Menurut Bapak Lam Van Quan, Ketua Asosiasi Pendidikan Vokasi Kota Ho Chi Minh, jika masyarakat hanya memahami e-commerce sebagai penjualan melalui siaran langsung atau memposting produk di platform online, maka kekhawatiran tentang "kejenuhan" sepenuhnya dapat dibenarkan. Namun, sifat dari "bidang studi modern" ini jauh lebih luas dan mendalam.

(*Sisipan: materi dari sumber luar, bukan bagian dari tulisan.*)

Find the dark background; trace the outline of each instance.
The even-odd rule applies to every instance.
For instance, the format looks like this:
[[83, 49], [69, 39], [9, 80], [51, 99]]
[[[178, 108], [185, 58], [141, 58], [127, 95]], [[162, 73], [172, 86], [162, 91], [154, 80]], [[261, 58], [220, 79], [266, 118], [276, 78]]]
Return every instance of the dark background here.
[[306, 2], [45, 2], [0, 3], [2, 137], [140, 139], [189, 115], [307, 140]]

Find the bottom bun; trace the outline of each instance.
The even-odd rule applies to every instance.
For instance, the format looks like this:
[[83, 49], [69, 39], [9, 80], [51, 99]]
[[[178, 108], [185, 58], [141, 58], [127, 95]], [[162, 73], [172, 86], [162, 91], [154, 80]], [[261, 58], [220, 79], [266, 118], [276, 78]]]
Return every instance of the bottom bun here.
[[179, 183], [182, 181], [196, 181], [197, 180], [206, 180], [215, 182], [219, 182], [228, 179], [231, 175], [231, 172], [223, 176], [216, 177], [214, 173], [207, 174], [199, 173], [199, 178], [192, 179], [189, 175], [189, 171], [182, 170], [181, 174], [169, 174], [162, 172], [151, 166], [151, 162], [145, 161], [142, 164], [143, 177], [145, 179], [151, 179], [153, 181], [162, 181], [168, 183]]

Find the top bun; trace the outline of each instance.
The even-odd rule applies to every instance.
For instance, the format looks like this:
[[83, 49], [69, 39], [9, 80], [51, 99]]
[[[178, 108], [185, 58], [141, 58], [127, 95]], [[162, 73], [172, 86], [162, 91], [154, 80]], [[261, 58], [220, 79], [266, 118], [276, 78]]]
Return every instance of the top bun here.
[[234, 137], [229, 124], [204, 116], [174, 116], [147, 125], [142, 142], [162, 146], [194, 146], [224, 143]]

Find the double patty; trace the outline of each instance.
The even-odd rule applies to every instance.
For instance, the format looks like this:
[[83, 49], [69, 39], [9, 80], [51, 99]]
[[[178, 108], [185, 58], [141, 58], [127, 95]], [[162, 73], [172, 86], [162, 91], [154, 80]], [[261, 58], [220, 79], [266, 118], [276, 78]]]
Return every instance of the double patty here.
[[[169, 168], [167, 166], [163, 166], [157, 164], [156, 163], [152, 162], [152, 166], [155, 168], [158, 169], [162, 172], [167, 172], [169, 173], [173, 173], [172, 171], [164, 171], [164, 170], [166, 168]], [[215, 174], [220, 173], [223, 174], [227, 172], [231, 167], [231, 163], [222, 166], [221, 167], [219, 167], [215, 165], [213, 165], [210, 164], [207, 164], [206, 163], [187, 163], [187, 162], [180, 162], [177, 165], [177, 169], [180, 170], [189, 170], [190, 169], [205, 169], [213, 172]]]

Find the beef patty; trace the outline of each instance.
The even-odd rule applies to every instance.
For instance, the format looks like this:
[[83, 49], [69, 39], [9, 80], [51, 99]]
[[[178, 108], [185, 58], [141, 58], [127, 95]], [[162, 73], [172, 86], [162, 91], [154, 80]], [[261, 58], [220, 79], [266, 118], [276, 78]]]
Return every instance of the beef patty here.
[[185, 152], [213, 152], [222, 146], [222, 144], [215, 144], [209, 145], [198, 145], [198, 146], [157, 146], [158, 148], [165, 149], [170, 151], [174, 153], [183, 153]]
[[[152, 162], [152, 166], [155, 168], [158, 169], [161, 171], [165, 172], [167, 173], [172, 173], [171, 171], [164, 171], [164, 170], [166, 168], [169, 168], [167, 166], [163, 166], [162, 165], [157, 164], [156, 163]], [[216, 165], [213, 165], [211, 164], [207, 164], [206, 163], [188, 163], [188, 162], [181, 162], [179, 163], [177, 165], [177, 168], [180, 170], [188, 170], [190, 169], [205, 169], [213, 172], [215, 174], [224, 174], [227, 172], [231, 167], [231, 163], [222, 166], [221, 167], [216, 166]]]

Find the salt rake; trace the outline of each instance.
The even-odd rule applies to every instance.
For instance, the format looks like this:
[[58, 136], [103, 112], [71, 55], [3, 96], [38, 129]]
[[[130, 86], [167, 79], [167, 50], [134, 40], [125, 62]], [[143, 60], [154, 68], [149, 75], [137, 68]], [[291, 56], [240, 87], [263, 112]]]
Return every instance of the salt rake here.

Pada intinya, e-commerce harus dilihat sebagai ekosistem ekonomi di lingkungan digital, yang mencakup banyak komponen yang saling terkait erat dan organik: mulai dari penjualan, pemasaran, dan branding hingga analisis perilaku pelanggan, manajemen risiko, organisasi rantai pasokan, dan yang terpenting, kemampuan untuk mengidentifikasi kebutuhan pasar guna memprediksi tren. Efektivitas dalam ekonomi digital tidak berasal dari satu keterampilan saja. Seseorang mungkin merupakan tenaga penjualan yang terampil, tetapi tanpa pola pikir untuk logistik atau manajemen risiko, model bisnis tersebut akan kesulitan untuk bertahan secara berkelanjutan.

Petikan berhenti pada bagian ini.